Tidak menunggu lama, Bayu menjatuhkan talak pada Natasha. Tak ada keinginan dalam hatinya untuk mengubah keputusannya. Bayu tahu dalam hatinya, apa yang ia terima dalam takdirnya tak luput dari kesalahannya yang terdahulu.
Tujuh bulan lalu Natasha menghembuskan nafasnya yang terakhir. Kesehatannya makin memburuk, pasca keguguran dan juga mungkin akibat komplikasi lainnya dari HIV.
Sebulan setelah kematian Natasha, Bayu sadar bahwa dirinya kini akan sulit mendapatkan keturunan. Tanpa anak itu akan terjangkit HIV. Keturunannya hanya Keenan seorang. Keturunan satu-satunya yang dia punya dari Asha.

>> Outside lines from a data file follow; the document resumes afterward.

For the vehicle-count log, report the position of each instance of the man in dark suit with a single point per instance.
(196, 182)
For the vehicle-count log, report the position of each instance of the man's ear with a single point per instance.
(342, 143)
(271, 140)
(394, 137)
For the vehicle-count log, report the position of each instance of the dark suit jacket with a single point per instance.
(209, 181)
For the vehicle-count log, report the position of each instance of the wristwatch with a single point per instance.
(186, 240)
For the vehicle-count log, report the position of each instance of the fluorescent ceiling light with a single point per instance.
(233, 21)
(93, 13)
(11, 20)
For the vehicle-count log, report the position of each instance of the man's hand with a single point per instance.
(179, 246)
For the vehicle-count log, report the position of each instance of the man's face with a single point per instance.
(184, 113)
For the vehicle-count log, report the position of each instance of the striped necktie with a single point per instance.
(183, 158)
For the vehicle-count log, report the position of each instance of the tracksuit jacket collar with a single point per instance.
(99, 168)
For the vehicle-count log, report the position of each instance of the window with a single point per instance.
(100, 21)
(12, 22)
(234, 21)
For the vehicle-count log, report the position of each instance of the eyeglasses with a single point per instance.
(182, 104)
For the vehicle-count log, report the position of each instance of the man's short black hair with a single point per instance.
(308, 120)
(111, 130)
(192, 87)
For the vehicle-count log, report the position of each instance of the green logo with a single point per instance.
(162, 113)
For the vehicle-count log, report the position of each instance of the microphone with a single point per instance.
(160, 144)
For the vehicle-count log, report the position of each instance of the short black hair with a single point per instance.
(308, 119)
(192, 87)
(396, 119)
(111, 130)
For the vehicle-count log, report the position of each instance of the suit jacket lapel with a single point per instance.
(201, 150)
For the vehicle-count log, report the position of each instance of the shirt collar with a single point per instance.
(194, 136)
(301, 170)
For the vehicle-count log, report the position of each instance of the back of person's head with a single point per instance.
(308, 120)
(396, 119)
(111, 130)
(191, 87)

Alasan inilah yang mendorongnya untuk mendatangi rumah orangtua Asha. Ingin melihat anaknya, Keenan. Meski ketika itu ternyata dirinya mendapati bahwa Asha dan Keenan menghilang. Dengan kekecewaan di hati, Bayu pulang dengan tangan kosong. Meski pada awalnya dia mengira bahwa orangtua Asha sengaja menyambunyikan Asha dan Keenan dari dirinya.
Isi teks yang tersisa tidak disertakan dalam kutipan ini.